Pakjes leveren moet steeds sneller en goedkoper, net als de productie van auto’s in de jaren 30. Het verhaal van Jean Lebaques onmogelijke poging om meer te verdienen door meer scharnieren te maken, is net hetzelfde als dat van de pakjesbezorger. Vergelijk het fragment hierboven uit Het leven der auto’s maar met de getuigenis van Van der Stap, onderaannemer voor PostNL, in het artikel van De Correspondent met de sprekende titel Pakketbezorgers rennen zich rot in een race die ze nooit kunnen winnen:
Daarmee doelt Van der Stap op de manier waarop PostNL de tarieven en targets (de hoeveelheid stops en pakketten die per uur afgeleverd moeten worden) berekent, namelijk op basis van de data die zij binnenkrijgen via de scanners van de bezorgers. Zodra PostNL ziet dat de koeriers in een bepaalde wijk geen 25 maar 27 pakketten per uur kunnen afleveren, stellen ze de targets bij. Van der Stap: ‘Ik waarschuw mijn bezorgers dan ook: ga er niet te veel een race van
maken, want hoe sneller jullie zijn, hoe hoger de werkdruk. Tegelijkertijd: als we te
langzaam zijn, zeggen ze bij PostNL dat andere bezorgers sneller zijn, en gaan ze er alsnog aan tornen.’ Van der Stap noemt het een neerwaartse spiraal.

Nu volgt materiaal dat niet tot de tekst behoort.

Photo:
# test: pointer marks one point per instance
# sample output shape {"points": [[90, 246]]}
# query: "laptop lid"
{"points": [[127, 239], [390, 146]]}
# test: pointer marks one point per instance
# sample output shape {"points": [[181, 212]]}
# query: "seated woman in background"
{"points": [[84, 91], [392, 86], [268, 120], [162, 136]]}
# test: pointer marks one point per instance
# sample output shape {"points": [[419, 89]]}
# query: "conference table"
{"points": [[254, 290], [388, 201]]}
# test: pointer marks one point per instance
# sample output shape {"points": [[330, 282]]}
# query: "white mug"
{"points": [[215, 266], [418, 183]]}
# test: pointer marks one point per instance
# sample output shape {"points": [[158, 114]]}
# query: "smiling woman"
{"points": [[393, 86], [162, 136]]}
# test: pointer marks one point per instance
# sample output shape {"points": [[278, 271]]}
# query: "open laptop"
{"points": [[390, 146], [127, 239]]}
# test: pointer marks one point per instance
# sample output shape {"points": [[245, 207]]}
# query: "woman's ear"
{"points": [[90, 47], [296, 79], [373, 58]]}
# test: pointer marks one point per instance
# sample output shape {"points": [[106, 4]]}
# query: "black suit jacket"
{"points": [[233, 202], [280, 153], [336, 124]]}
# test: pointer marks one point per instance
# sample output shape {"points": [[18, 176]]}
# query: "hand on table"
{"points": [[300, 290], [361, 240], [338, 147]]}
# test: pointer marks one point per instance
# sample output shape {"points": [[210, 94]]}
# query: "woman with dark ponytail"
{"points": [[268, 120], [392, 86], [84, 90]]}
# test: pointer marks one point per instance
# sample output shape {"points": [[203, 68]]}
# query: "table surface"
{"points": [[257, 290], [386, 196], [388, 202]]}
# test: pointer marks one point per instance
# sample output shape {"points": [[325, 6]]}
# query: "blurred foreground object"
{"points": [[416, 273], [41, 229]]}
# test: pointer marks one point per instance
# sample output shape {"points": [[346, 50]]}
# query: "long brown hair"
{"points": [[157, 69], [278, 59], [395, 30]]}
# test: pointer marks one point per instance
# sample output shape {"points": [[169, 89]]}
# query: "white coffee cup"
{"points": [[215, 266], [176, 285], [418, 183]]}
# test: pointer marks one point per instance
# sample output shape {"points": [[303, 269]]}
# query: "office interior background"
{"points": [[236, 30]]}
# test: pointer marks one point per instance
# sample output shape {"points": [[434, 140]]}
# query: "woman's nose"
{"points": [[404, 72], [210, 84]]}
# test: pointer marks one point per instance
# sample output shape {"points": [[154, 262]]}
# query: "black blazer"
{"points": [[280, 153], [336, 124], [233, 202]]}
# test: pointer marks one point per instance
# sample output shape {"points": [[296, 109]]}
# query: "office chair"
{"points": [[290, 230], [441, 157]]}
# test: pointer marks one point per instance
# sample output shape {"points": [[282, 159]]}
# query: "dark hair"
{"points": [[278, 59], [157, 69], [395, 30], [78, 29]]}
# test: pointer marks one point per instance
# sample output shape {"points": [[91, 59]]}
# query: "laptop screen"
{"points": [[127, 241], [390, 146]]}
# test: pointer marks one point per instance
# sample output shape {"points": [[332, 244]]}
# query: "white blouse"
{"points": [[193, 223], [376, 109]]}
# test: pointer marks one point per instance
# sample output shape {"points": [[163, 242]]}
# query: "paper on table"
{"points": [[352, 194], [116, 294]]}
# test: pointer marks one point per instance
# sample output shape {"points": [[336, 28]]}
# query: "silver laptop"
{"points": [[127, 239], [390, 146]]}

Dit moordende tempo eist niet alleen een hele hoge menselijke tol, maar is ook nefast voor het milieu. De discussie rond de sociale en ecologische impact van e-commerce is weer helemaal opgelaaid na recente uitspraken van PS voorzitter Paul Magnette. Minister Petra De Sutter vindt het bijvoorbeeld maar normaal dat instant leveringen duurder zouden worden, gezien de ecologische en sociale kost. Online shoppen zou dan ook veel duurzamer kunnen zijn, als het trager mocht gaan.
Klimaatverandering wordt uiteraard nooit aangehaald in Het leven der auto’s. Toch bevat het boek een goede omschrijving van een heel aantal thema’s die het huidige klimaatdebat domineren: overconsumptie, de obsessie met alsmaar sneller, en vooral ongelijkheid. Het verschil tussen de persoon die de auto maakt en die hem koopt, het verschil tussen de persoon die in een fabriek in Bangladesh fast fashion naait en de Vlaming die niet langer dan twee dagen op hun pakje wilt wachten. De personen die het hardste lijden onder de klimaatverandering, zijn doorgaans niet de mensen die op grote voet leven, dat is ondertussen algemeen geweten. Klimaatverandering kan de kloof tussen rijk en arm ook nog meer vergroten: rijke mensen zullen het zich kunnen permitteren om zich voor te bereiden op catastrofale gevolgen, arme mensen niet, wat nu al het geval is bij veel natuurrampen. Zoals een slogan die ik onlangs las het mooi samenvat: “We zitten allemaal in dezelfde storm, maar we hebben niet allemaal dezelfde boot”. Oké, de wereld is niet exact op te splitsen in kapitalisten en arbeiders, maar, zo bleek nog maar eens duidelijk tijdens de covid crisis, de maatschappij is nog fundamenteel ongelijk: het verschil tussen zij die zich veilig binnen kunnen verschuilen tegen de pandemie en de deliveroorijders die met gevaar voor eigen gezondheid je Mexicaanse schotel aan de deur komen leveren.
Het debat rond klimaatgerechtigheid en ongelijkheid moet dringend en grondig gevoerd worden, dit artikel is echter te kort om dat op een genuanceerde en uitgebreide manier te doen. Gelukkig wordt de volgende editie van KOELSTOF volledig gewijd aan dit thema!